This is a popular pattern of change management.
A change agent adopts and enacts some technology, and also produces a series of messages concerning this technology. This set of actions and messages represents the change agency of this agent, which has some effect (with some delay) on the behaviour of other agents.
The scale of the effect depends on the number of agents influenced, and the degree of influence on each one. This in turn may depend (among other things) on trust.
Many people will be influenced by multiple change agents. There is a positive effect when the actions and messages of different change agents appear to reinforce one another, but without excessive uniformity.

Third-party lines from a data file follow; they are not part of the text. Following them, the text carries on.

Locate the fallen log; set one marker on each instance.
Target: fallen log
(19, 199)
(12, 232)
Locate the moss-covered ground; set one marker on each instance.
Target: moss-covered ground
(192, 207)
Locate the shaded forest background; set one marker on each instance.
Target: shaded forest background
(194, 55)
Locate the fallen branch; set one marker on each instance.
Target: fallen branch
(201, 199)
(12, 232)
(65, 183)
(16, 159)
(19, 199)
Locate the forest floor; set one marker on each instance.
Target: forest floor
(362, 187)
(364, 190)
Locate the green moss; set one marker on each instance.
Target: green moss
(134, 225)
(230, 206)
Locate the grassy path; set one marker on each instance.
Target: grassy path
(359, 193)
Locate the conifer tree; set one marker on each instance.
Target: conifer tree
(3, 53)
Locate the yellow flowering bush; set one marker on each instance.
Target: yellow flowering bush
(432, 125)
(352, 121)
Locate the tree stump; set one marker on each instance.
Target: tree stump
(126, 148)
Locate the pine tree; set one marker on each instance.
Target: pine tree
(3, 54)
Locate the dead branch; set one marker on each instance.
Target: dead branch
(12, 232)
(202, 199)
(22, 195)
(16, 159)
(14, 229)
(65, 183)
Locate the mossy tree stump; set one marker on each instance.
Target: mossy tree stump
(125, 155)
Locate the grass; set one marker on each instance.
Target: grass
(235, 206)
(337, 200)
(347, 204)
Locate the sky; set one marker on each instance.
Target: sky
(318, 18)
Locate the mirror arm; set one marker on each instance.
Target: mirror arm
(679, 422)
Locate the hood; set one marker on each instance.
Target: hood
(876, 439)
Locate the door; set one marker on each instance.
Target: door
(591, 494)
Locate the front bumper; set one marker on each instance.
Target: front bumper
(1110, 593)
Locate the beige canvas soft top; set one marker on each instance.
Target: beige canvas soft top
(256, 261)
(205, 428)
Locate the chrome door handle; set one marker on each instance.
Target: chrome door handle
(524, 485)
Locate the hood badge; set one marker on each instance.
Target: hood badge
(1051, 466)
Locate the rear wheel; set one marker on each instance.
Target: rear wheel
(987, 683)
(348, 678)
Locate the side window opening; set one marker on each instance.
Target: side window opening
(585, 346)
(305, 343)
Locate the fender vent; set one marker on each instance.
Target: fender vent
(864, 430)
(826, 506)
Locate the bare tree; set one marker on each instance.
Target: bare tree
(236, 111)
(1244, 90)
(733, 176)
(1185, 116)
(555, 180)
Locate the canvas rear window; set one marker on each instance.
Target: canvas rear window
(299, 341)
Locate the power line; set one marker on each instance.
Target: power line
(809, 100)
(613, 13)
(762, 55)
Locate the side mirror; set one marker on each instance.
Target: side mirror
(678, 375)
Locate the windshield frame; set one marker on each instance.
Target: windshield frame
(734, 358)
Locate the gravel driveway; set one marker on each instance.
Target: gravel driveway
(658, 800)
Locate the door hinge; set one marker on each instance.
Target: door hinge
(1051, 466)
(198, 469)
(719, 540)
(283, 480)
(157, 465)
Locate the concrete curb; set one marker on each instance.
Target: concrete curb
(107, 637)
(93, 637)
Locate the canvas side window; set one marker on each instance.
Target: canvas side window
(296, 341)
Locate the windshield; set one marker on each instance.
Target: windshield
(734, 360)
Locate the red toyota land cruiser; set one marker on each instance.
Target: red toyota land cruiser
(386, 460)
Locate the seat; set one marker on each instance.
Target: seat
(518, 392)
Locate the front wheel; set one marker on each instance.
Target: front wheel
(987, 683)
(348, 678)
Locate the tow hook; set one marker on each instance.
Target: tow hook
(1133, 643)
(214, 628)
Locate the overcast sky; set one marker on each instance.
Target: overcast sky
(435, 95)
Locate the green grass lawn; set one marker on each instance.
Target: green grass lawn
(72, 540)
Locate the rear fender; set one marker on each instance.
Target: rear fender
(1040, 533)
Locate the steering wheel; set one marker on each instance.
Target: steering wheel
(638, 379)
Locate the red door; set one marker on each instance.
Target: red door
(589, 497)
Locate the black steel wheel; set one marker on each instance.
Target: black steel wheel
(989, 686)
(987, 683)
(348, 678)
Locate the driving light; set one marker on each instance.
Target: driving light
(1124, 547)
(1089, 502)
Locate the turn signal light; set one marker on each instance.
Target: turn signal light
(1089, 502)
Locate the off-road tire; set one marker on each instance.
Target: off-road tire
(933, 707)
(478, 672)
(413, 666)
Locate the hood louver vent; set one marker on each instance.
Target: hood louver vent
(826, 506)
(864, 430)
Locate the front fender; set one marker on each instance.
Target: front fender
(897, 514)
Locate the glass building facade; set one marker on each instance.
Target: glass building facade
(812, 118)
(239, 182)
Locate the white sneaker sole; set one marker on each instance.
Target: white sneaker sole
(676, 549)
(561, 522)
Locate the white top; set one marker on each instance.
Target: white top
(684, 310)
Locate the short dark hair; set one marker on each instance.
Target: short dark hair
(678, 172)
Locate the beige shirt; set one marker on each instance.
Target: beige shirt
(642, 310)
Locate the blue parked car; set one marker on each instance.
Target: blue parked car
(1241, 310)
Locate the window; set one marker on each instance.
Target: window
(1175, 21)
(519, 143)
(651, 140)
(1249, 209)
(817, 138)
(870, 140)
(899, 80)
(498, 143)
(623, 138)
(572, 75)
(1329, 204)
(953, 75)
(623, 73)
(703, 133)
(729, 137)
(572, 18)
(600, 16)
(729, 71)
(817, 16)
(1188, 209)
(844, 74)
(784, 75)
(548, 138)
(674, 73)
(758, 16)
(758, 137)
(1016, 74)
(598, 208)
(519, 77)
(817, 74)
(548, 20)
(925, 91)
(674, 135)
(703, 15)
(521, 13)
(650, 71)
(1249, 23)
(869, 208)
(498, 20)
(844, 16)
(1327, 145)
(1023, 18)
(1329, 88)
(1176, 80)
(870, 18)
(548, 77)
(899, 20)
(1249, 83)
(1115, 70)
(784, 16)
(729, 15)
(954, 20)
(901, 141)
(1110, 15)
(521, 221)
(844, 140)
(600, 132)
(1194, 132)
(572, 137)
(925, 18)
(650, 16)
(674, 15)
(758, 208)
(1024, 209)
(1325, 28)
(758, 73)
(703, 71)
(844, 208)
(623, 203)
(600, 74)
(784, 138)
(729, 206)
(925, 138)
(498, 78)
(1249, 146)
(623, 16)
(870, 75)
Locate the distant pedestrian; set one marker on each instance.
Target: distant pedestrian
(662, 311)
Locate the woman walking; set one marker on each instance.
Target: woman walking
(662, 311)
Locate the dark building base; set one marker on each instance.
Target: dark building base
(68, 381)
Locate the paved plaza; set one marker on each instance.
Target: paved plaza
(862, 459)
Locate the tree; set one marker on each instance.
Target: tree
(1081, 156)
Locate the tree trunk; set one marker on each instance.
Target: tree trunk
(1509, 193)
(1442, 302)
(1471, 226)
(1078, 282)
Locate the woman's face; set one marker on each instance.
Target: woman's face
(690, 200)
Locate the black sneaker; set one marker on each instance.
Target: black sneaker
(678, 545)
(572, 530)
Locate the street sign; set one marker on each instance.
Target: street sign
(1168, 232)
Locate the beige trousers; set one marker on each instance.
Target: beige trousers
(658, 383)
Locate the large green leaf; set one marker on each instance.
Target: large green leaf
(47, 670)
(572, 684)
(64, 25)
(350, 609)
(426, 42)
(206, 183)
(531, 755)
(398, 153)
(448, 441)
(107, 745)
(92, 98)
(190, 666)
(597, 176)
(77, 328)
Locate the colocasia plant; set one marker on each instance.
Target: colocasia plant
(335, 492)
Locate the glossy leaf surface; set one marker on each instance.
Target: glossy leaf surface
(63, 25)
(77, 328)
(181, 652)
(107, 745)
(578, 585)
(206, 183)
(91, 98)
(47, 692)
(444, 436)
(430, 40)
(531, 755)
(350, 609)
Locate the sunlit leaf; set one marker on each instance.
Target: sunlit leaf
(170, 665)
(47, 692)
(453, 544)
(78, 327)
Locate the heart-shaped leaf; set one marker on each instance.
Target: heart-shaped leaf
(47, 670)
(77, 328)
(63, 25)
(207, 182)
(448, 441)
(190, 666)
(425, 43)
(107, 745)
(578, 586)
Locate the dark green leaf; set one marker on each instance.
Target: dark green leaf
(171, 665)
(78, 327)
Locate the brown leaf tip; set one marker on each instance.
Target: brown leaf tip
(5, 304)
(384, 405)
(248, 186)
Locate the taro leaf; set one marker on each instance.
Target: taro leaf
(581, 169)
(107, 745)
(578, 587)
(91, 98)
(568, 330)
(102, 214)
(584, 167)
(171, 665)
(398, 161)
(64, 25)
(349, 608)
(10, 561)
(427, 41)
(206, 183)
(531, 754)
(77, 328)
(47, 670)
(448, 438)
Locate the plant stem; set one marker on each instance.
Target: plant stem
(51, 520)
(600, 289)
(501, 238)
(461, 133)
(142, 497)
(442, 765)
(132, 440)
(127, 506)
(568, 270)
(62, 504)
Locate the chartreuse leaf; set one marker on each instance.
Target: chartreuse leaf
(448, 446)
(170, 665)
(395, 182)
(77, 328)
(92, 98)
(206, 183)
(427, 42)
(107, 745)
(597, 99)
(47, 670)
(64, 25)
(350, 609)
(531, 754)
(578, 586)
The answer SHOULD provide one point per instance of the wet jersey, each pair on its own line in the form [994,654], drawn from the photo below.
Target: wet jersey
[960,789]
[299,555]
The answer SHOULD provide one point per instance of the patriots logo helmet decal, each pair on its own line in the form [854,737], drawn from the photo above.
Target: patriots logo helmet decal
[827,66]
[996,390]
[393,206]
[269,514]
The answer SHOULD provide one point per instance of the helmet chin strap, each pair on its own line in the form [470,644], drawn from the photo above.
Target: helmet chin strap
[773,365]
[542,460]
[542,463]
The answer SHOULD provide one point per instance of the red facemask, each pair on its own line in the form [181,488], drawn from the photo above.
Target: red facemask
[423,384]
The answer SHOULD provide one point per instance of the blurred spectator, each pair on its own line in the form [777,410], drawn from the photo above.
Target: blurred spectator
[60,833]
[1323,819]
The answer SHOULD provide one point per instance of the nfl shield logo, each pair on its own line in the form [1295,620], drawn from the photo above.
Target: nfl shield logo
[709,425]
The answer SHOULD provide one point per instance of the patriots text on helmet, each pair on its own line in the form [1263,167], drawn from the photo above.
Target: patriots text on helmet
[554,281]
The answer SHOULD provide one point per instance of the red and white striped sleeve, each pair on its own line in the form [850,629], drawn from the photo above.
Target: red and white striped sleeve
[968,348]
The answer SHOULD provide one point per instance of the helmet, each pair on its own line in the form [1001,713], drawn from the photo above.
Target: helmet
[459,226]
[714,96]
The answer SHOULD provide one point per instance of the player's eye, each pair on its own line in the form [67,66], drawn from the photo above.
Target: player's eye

We can make three important observations about this process. Firstly, the technology is disseminated across a network of trust. This gives us ways to think about (and possibly manage) the ability of a new technology to access different parts of a complex organization
Secondly, transmission from one change agent to another often involves some alteration – adopt, adapt, improve. Knowledge and understanding may be attenuated or distorted; working practices may be refined or simplified. Thus the technology is typically not enacted uniformly across the space, but may be transmuted in sometimes surprising ways.
Thirdly, there are many technology cascades operating across the same space at the same time, interacting with one another in complex and unpredictable ways.
In general, therefore, the outcome for a given technology in a given space depends on the geometry of the space, as well as the logic of interaction between technologies. Technology change management must pay careful attention to these matters.